Editor Note: Robert Peltier, Ph.D., PE, is editor-in-chief of POWER magazine. His bio is at the end of this post.
Environmental retrofits at coal plants have experienced costs greater than estimated by the Energy Information Administration. That is the bad news. The good news is:
The overall result is that the “dirtiest” power plants have been and are being cleaned up to current stringent air-emission standards via the Clean Air Act and other pollution regulation. This is real news–cleaned-up coal versus the political moniker “clean coal” (a separate issue dealing with a non-criteria air pollutant, carbon dioxide).
Mary Hutzler’s excellent summary of the significant emissions reductions achieved by the electric utility industry (The Facts About Air Quality and Coal-Fired Power Plants, June 1) should be required reading by any proponent of coal-fired power generation. I have used the statistics cited for “criteria pollutants” in many public presentations, and few present were aware of this great “untold success story.”

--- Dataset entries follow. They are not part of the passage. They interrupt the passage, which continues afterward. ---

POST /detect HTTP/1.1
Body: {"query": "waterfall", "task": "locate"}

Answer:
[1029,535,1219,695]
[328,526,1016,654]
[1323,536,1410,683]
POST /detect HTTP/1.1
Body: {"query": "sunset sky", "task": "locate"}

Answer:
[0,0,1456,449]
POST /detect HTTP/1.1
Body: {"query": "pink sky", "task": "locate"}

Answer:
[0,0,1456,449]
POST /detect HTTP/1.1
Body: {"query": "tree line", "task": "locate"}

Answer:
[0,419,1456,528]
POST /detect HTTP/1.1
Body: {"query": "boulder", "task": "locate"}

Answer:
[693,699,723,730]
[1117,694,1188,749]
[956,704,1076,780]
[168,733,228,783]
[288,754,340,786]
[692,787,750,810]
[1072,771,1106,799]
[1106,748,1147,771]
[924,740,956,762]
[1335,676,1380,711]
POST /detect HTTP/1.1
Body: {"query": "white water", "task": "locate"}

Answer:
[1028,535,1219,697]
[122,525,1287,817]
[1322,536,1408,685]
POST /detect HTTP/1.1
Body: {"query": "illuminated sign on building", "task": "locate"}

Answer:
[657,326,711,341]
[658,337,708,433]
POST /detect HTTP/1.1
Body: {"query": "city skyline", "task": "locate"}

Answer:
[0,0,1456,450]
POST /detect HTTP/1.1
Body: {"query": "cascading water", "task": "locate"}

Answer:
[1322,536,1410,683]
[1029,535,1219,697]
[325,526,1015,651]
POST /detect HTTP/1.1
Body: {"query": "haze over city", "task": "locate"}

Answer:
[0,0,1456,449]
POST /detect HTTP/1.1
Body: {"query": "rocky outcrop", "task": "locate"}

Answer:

One topic Hutzler succinctly reviewed was the background of the 1990 Clean Air Act and its evolution through the Acid Rain Program and up to the Clean Air Interstate Rule (CAIR), which requires significant reductions of NOx and SO2 from 21 states and the District of Columbia. Regardless of CAIR’s current legal status, many utilities can’t avoid similar air emissions reductions because they are either under a consent decree or have state emission limits to meet. Regardless, utilities otherwise covered by CAIR are moving ahead with the installation of flue gas desulphurization (FGD) and selective catalytic reduction (SCR) systems at a brisk rate.
An excellent example of the significant investment many utilities have made over the past decade is American Electric Power (AEP), one of the largest public utilities in the U.S. with 39,000 MW of installed capacity with 69% of that capacity coal-fired. AEP is under a New Source Review (NSR) consent decree signed in 2007 that requires the utility install air quality control systems to reduce NOx by 90% and SO2 by at least 95% on selected coal-fired plant in their system (reference). AEP’s total capital investment in systems to improve air quality is $5.2 billion spread over several years, $1.0 billion for 2009-2010 alone (reference).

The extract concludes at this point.